My father is an engineer, and says, if they do exist, with what he notices of their behavior, they are not of an other world. He does not say there is not life on other worlds. Only, these are not from the other world.

Instead, he says it could be us. Because of the physics, he says, it is more plausible they are simple dimensional craft from our very own far, far  future, returning to study and and influence our present day. Those explaining their strange pattern of flying and appearing during this or that event, such as earthquake, volcano, storm....etc.


----------



## Hypes (Aug 6, 2004)

Quantum physics, you mean? Glitches in the space/time continuum, and objects/evens leaking through between parallel universes?

Your second paragraph doesn't make any sense at all - could you elaborate?

Having observed Aurora Borealis in person, I am a bit sceptical to the origin of these 'floating lights'. Because most likely that's all they are. Combusting particles incinerating in the atmosphere. It's a pretty widespread phenomenon.


----------



## Cricket (Aug 6, 2004)

He says if you are going to believe that UFO have actually travelled from other stars, it is easier to believe they are simply the observer, people that is, from our own distant future. They are coming to observe from perhaps thousands of years distant.

Or, they are beings that simply live amongst us, and have always lived amongst us. Sometimes we call them demons, sometimes the fairy, and other times this or that. Like the dolphin, who has no concept of thinking that humans are smarter than they are, or, are the superior beings, we might pass off these contacts with these UFO in the same way any less intelligent being may have of us. It is the truly strange experience, which may in fact have so logical the explanation, one right before our eyes, he says. They live here with us, and have always lived here. He says he is surprised that people interested in this topic have not looked in this direction for answers.

Do apes and dolphins have abduction stories from their experiences at the zoo? Yet, we live amongst them. They pay us little mind otherwise I do believe.


----------



## Hypes (Aug 6, 2004)

Thousand years distant, yes, that may very well be the case as in such even, we are likely to have discovered how to travel at faster-than-light speeds and with this, gained the ability to move through time.
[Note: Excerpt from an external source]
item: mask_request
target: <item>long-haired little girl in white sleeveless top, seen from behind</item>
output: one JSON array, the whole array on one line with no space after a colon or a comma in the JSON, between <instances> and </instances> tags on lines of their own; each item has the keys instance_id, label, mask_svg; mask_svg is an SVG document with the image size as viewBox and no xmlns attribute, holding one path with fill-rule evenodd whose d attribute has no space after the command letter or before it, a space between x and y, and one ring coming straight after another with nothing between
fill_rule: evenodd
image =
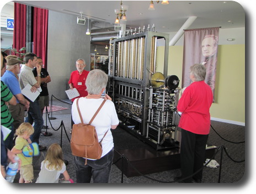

Or, as you say, they are to us, as we are to dolphins or other lower forms of life? Curious analogy, though I would think dolphins and simians interact with us as we interact with them. Mutual acceptance that we are both lifeforms, sharing the same planet.


----------



## Hypes (Aug 6, 2004)

Don't mind the above post. I have up on it half-way through, but submitted ut by accident.


----------



## PERCON (May 18, 2005)

Hi everyone, an amazingly brief answer from me who usually rambles on and on and on and on and on (I'll stop that now).

Do aliens exsist = YES
Will we ever find them = NO

Reason why= Universe is bigger than our brains can every think of understanding, we're not that special, we're alone in a dark place waiting to be found, not going out to find and that's the problem!  

_PERCON_


----------